On a le même attaché-case!
Un silence de mort (c’est le cas de le dire) règne sur les catacombes, lieu mythique qui a protégé des milliers de pauvres ères persécutés par l’intelligentsia de l’époque. Proche de l’heure de fermeture, les touristes avaient déserté l’endroit. Seuls quelques gardiens se promènent ci et là, et l’empressement de rentrer chez eux se lit sur les visages. Il nous semble qu’ils maintiennent les visites ouvertes pour la forme. Mais, dès que nous posons le pied dans ces sombres tunnels, un problème majeur se pose à nous. Les zones ne sont pas numérotées. À la place, le quadrillage avait été remplacé par des lettres, celles-ci étant découpées en plusieurs zones, ce qui donnait un imbroglio avec des A1, A2, B1, etc.
Frida s’apprête à faire demi-tour. Il y a bien plus de zones que les fameux chiffres scribouillés par Edgard. Elle l’annonce qu’elle préfère essayer d’en trouver encore un aujourd’hui plutôt que de perdre son temps ici. Je ne suis pas convaincu. À bien le regarder, le 4 ressemblait à un A inachevé. Je veux juste essayer de regarder la zone A, qui ne touche qu’aux Cubicula des Sacrements. Sous mon insistance, et constatant que la zone n’est pas énorme, elle accepte.

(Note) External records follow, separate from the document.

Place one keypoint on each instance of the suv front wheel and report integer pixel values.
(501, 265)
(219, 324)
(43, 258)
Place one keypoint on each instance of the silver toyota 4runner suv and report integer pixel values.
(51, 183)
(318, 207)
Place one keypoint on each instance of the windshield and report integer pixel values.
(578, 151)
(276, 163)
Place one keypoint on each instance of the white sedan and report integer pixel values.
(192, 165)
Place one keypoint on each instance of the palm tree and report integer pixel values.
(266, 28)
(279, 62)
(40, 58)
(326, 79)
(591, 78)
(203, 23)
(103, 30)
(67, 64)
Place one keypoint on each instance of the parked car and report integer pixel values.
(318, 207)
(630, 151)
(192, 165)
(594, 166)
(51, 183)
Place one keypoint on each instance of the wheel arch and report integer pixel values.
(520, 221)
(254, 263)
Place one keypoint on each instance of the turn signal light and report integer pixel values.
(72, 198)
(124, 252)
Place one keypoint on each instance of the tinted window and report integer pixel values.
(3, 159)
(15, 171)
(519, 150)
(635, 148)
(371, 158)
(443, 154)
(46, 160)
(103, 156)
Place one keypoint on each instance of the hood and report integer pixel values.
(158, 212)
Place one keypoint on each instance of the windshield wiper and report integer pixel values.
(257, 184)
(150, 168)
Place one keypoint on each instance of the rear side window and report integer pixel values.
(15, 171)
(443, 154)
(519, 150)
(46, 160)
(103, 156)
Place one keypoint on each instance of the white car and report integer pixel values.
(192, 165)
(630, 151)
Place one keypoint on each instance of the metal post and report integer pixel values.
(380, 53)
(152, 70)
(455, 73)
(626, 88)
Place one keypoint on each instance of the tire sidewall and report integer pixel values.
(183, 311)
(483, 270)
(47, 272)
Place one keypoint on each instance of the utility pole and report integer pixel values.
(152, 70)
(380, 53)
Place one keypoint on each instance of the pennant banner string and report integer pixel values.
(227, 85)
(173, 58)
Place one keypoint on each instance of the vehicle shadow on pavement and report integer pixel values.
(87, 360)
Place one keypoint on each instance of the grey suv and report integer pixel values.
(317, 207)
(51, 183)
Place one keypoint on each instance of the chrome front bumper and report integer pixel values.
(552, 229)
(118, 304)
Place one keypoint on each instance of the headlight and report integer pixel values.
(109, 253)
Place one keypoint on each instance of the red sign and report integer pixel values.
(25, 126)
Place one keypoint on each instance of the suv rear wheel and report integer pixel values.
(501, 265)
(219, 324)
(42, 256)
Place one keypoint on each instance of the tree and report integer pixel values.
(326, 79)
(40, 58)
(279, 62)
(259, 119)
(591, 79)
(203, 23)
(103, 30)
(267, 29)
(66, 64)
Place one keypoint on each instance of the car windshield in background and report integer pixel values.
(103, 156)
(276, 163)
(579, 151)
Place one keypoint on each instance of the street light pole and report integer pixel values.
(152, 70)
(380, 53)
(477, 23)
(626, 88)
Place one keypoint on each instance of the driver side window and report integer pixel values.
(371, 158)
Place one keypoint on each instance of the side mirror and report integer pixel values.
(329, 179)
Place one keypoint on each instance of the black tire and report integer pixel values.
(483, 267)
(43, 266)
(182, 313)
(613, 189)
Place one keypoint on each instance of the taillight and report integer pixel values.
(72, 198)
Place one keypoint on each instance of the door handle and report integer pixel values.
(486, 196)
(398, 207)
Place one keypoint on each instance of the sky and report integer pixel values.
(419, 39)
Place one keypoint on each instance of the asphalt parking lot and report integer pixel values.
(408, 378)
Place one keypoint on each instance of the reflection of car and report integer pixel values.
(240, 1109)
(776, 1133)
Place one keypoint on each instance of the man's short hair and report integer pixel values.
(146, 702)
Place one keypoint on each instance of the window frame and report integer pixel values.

On inspecte chaque recoin des cryptes, lorgnant dans chaque cavité, y passant nos mains lorsqu’un gardien a les yeux tournés. Après un bon bout de temps, ma main touche un coin d’objet. Il doit être en cuir. Impossible que pareils matériaux aient résisté aux passages du temps, et subsistent encore en l’état, avec toutes les fouilles, les pillages, et les hordes de touristes peu scrupuleux. Je tâtonne encore plus et je tombe sur une poignée, en cuir elle aussi. Je tire dessus sans rencontrer la moindre résistance. Au bout de quelques secondes, j’ai en main un beau porte-document. En frottant la poussière, je me dis que ces formes et contours me sont familiers. En frottant plus, j’ai la confirmation, c’est une copie parfaite de mon vieux porte-document, enfoui dans le coffre de ma voiture, peut-être encore sur place à Uccle. Je m’exclame en souriant :
« Tyler, on a le même attaché-case ! »
Frida, répondit d’un air sarcastique :
« Oui, c’est bien Columbo. Mais tu sais, c’est un porte-document banal, qu’on trouve dans n’importe quel commerce. »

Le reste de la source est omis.